The Chart below shows monthly attrition rates for individual enrollment groups and the average attrition rate by month for all enrollment groups (the last set of bars). A marketer looking at this graph would immediately notice that enrollment groups 14, 15 and 16 are performing well below the average behavior of prior enrollment groups. Without enrollment group reporting a marketer would have to rely on monitoring trends in overall or average churn rates. (The average churn rate is defined by the number of attriters in a period divided by the number of customers at the start of the period.) Measuring overall churn will frequently miss trends that are due to changes in acquisition strategy or competitive conditions.

Generally, direct marketers do not stop at reporting at the enrollment group level. The more common practice is to subdivide the enrollment group by major media source so that the performance of say all direct mail or all print acquired customers can be tracked. Frequently a change in enrollment group behavior can be quickly traced to a change in the mix of new customers -- customers acquired from direct mail generally perform better than customers acquired from print, and they tend to perform better than customers acquired from broadcast, who tend to perform better than customers acquired from outbound telemarketing and so on. (Remember I said generally, so your experience may differ.)
So, the usual cohort group is an enrollment group broken down by major media. Cohort reporting is of course not limited to attrition reporting. One may track overall sales, sales mix, store visits, average purchases or returns, or complaints, or anything else that’s relevant to one's particular business. For example a cable company may want to track upgrade or downgrade behavior as well as overall disconnect rates, and the cohort group could be traced to a particular sales territory or to a particular sales person. Companies with reward programs may want to track points earned or points redeemed by cohort group to get an early warning reading on changes in customer behavior.

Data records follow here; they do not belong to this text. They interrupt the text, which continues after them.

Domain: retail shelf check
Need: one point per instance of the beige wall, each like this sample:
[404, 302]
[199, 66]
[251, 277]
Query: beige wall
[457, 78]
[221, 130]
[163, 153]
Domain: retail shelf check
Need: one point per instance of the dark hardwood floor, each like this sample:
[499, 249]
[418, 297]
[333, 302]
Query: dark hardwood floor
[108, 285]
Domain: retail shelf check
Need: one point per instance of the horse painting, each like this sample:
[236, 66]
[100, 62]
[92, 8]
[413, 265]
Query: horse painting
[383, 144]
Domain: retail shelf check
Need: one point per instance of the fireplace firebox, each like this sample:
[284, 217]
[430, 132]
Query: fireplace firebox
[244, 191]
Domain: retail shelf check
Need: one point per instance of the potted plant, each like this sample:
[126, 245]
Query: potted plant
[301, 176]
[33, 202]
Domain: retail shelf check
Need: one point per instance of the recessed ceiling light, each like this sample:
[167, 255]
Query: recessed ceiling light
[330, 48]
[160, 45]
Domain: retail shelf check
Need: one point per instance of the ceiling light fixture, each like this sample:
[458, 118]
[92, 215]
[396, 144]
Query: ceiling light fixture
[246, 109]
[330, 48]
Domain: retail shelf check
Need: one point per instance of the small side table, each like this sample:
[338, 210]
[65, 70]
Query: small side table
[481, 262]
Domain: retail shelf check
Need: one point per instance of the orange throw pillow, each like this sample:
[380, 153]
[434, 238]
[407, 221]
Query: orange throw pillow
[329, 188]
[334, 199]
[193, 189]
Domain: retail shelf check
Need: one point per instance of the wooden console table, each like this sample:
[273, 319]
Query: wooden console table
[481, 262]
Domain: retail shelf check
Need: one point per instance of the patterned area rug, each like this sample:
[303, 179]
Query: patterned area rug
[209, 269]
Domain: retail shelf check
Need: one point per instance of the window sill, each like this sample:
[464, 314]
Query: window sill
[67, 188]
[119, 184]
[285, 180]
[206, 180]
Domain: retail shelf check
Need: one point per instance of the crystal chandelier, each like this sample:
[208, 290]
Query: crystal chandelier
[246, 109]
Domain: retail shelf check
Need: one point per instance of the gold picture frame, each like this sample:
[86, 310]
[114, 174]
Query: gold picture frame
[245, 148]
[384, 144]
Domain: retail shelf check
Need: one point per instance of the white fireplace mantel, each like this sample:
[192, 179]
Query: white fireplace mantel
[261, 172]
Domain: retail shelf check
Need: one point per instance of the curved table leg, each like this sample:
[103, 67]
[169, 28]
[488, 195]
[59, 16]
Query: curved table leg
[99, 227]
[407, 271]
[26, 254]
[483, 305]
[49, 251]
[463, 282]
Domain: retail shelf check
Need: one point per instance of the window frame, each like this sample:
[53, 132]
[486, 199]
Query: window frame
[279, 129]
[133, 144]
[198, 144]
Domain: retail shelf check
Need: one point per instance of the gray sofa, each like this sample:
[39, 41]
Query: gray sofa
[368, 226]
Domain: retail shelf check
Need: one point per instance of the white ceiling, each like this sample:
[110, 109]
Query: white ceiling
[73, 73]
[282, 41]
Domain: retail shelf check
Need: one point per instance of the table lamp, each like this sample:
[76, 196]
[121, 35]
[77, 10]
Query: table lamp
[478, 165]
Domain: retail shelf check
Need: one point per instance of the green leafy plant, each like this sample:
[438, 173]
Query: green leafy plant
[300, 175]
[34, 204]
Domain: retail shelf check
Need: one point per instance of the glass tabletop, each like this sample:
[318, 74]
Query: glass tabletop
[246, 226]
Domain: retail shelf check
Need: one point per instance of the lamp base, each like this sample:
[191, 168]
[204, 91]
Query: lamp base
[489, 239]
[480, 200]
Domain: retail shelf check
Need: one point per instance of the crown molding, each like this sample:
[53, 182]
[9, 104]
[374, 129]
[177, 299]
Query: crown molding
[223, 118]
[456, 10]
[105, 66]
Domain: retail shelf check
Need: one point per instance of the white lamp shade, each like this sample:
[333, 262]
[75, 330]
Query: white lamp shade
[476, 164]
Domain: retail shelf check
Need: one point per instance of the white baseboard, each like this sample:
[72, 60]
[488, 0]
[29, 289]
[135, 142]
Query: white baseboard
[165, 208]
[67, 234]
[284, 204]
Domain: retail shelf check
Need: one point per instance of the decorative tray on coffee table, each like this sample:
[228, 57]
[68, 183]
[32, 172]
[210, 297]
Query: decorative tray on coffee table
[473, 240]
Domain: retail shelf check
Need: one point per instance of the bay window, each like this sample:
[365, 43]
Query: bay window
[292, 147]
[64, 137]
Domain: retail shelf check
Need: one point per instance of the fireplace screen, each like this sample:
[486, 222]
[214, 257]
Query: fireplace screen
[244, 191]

Cohort group reporting can also be carried down to the keycode-enrollment group level. At this level cohort reporting is not used for overall trend analysis but for forecasting the lifetime value of individual customer groups. The weighted average projection of all of the cohort groups acquired from the same source (same keycode) represents the lifetime value of the average customer acquired from that particular source. And, this average value can be compared to the cost per order to measure the profitability of the promotion.
Cohort group reporting has been around since the 1970’s. In those days the reporting was done in batch mode at the end of each cycle update. A set of hard copy reports was produced and distributed to the marketing managers who were responsible for new customer acquisition and customer marketing. Today the same information can be produced in a variety of ways including everything from the original hard copy reports to drill down exercises using star schemas to multi-dimensional presentations that represent cohort groups in three dimensional cubes floating around the front of your PC. (In fact, if you were of a mind to do so, you could probably turn your cohort reporting into a screen saver.) The problem with the newer representations of the same old concepts is that one might not recognize the need for the drill down exercise, or the multi-dimensional presentation, so I’m partial to old fashioned hard copy reporting, updated with modern graphics that make changes in performance obvious to anyone willing to look. And, the need to look is just as important today as it always was.